When, five months after, the burial parties were sent to this awful place, great difficulty was experienced in finding the bodies, the tropical grass had grown so high, while the stench from the slaughtered horses and oxen was overpowering. Every conceivable article, with papers, letters, and photographs of the loved and the distant, were thickly strewn about. 'A strange and terrible calm seemed to reign in this solitude of death and nature. Grass had grown luxuriantly about the waggons, sprouting from the seed that had dropped from the loads, falling on soil fertilised by the blood of the gallant fallen. The skeletons of some rattled at the touch. In one place lay a body with a bayonet thrust to the socket between the jaws, transfixing the head a foot into the ground. Another lay under a waggon, covered by a tarpaulin, as if the wounded man had gone to sleep while his life-blood ebbed away. In one spot over fifty bodies were found, including those of three officers, and close by another group of about seventy; and, considering that they had been exposed for five months, they were in a singular state of preservation.'
Such is the miserable story of Isandhlwana.
CHAPTER VI.
HAS SHE DISCOVERED ANYTHING?
Finella Melfort knew by the medium of telegrams and despatches in the public prints—all read in nervous haste, with her heart sorely agitated—that Hammersley had escaped the Isandhlwana slaughter, and was one of the few who had reached a place of safety. So did Shafto, but with no emotion of satisfaction, it may be believed.
When the latter returned to Craigengowan, Lady Fettercairn had not the least suspicion of the bitter animosity with which Finella viewed him, and of course nothing of the episode in the shrubbery, and thus was surprised when her granddaughter announced a sudden intention of visiting Lady Drumshoddy, as if to avoid Shafto, but delayed doing so.
At his approach she recoiled from him, not even touching his proffered hand. All the girlish friendship she once had for this newly discovered cousin had passed away now, crushed out by a contempt for his recent conduct, so that it was impossible for her to meet him or greet him upon their former terms. She feared that her loathing and hostility might be revealed in every tone and gesture, and did not wish that Lord or Lady Fettercairn should discover this.

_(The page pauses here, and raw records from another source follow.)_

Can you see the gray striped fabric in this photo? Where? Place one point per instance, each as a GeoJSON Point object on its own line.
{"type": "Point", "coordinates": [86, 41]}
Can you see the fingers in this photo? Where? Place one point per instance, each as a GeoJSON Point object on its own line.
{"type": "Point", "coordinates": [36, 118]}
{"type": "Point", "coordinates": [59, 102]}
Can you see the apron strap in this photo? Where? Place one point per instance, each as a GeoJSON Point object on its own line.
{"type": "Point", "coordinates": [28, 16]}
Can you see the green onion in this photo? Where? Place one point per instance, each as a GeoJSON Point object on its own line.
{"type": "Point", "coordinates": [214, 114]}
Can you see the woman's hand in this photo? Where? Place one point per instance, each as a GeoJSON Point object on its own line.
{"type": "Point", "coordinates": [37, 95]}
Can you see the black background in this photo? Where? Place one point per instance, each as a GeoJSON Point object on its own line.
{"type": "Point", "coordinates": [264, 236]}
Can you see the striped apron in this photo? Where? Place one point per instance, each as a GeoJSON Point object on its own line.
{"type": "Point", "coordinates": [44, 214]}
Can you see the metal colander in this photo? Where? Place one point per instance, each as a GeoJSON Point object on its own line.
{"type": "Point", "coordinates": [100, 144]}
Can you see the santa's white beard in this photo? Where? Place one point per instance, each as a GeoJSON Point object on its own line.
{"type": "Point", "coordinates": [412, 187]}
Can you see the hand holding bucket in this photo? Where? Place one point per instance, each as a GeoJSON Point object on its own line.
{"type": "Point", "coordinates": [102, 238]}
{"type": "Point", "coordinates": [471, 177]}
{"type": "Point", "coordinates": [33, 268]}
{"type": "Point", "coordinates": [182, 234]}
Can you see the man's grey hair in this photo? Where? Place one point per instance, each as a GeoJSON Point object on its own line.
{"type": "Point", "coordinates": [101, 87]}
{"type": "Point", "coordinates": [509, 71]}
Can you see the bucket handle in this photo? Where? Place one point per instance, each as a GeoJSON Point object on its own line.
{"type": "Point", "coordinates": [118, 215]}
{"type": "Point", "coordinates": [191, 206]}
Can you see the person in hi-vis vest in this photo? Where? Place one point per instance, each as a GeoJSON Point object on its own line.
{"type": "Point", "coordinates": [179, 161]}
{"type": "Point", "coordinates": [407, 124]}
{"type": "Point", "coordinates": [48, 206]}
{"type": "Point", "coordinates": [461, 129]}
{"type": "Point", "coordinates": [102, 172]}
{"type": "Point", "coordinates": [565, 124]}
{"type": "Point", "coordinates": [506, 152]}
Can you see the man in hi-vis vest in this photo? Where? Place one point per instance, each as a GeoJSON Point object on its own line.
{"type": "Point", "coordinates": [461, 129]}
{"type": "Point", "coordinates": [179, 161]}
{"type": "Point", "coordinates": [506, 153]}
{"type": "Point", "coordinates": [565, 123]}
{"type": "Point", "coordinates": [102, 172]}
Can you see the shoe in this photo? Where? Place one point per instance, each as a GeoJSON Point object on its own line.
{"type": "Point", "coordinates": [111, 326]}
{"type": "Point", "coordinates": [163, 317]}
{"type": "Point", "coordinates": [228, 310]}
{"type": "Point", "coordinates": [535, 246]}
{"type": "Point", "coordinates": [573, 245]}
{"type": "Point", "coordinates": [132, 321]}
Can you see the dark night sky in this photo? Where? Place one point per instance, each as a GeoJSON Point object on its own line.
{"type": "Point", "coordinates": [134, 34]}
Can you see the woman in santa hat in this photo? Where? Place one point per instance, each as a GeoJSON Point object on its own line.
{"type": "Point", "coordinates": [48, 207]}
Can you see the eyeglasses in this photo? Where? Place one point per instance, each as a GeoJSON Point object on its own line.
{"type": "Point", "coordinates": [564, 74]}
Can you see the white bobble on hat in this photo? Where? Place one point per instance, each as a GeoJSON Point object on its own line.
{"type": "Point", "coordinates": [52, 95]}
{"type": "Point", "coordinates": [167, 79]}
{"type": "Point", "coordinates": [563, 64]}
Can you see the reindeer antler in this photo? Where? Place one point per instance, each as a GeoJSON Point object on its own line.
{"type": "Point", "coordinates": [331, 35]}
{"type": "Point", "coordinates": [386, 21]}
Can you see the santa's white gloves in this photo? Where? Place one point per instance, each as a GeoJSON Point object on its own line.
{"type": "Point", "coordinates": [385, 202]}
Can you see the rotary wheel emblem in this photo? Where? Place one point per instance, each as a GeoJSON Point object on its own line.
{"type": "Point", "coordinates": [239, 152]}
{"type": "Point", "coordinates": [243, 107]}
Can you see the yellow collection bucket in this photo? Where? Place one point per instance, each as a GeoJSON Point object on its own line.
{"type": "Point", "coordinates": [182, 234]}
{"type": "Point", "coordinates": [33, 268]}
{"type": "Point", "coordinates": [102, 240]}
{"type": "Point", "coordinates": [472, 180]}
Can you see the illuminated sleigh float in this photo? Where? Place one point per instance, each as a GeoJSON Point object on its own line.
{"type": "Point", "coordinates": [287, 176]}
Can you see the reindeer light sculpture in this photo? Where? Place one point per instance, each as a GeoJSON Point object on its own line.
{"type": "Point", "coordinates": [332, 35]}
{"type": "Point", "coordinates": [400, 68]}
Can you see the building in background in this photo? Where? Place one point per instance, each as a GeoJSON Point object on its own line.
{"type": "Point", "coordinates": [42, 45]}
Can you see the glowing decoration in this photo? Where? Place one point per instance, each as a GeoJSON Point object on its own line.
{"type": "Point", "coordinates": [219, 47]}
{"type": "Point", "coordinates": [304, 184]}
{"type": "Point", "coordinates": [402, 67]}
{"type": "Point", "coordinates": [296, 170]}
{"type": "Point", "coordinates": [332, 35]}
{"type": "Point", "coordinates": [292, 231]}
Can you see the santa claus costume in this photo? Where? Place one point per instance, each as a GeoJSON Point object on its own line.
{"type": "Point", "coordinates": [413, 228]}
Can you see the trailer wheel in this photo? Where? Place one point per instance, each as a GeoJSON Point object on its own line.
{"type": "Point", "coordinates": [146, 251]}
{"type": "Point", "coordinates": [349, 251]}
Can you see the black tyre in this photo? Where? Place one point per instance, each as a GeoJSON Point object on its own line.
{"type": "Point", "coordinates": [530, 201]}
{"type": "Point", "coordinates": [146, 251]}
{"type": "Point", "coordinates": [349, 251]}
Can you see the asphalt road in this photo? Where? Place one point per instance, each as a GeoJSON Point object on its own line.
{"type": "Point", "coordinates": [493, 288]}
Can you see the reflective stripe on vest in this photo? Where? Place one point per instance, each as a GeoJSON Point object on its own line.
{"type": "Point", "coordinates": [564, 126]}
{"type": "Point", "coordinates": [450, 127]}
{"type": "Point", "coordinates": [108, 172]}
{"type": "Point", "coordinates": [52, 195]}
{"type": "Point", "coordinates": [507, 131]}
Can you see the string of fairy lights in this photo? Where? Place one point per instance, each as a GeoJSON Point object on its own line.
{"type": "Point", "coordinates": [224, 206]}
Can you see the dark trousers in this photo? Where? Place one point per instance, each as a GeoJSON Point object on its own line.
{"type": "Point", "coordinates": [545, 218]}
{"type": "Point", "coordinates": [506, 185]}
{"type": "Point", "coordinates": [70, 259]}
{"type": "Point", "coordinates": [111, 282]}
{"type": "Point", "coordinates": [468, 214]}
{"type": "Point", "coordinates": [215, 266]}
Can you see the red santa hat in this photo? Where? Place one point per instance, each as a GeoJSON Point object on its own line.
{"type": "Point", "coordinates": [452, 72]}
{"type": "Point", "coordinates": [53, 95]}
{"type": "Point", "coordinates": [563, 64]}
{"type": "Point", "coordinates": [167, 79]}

To avoid his now odious society—odious because of the unexplainable quarrel he had achieved between herself and the now absent Vivian—she would probably have quitted Craigengowan permanently, and taken up her residence with her maternal relation at Drumshoddy Lodge; but she preferred the more refined society of Lady Fettercairn, and did not affect that of the widow of the ex-Advocate and Indian Civilian, who was vulgarly bent on urging the interests of Shafto, and would have derided those of Hammersley in terms undeniably coarse had she discovered them. And Lady Drumshoddy, though hard by nature as gun-metal, was a wonderful woman in one way. She could back her arguments by the production of tears at any time. She knew not herself where they came from, but she could 'pump' them up whenever she had occasion to taunt her granddaughter with what she termed contumacy and perverseness of spirit.
On the day Shafto returned Finella was in the drawing-room alone. She was posed in a listless attitude. Her slender hands lay idly in her lap; her face had grown thin and grave in expression, to the anxiety and surprise of her relatives. Her chair was drawn close to the window, and she was gazing, with unseeing eyes apparently, on the wintry landscape, where the lawn and the leafless trees were powdered with snow, and a red-breasted robin, with heart full of hope, was trilling his song on a naked branch.
It was a cheerless prospect to a cheerless heart. She had drawn from her portemonnaie (wherein she always kept it) the bitter little farewell note of Hammersley, and, after perusing it once more, returned it slowly to its place of concealment.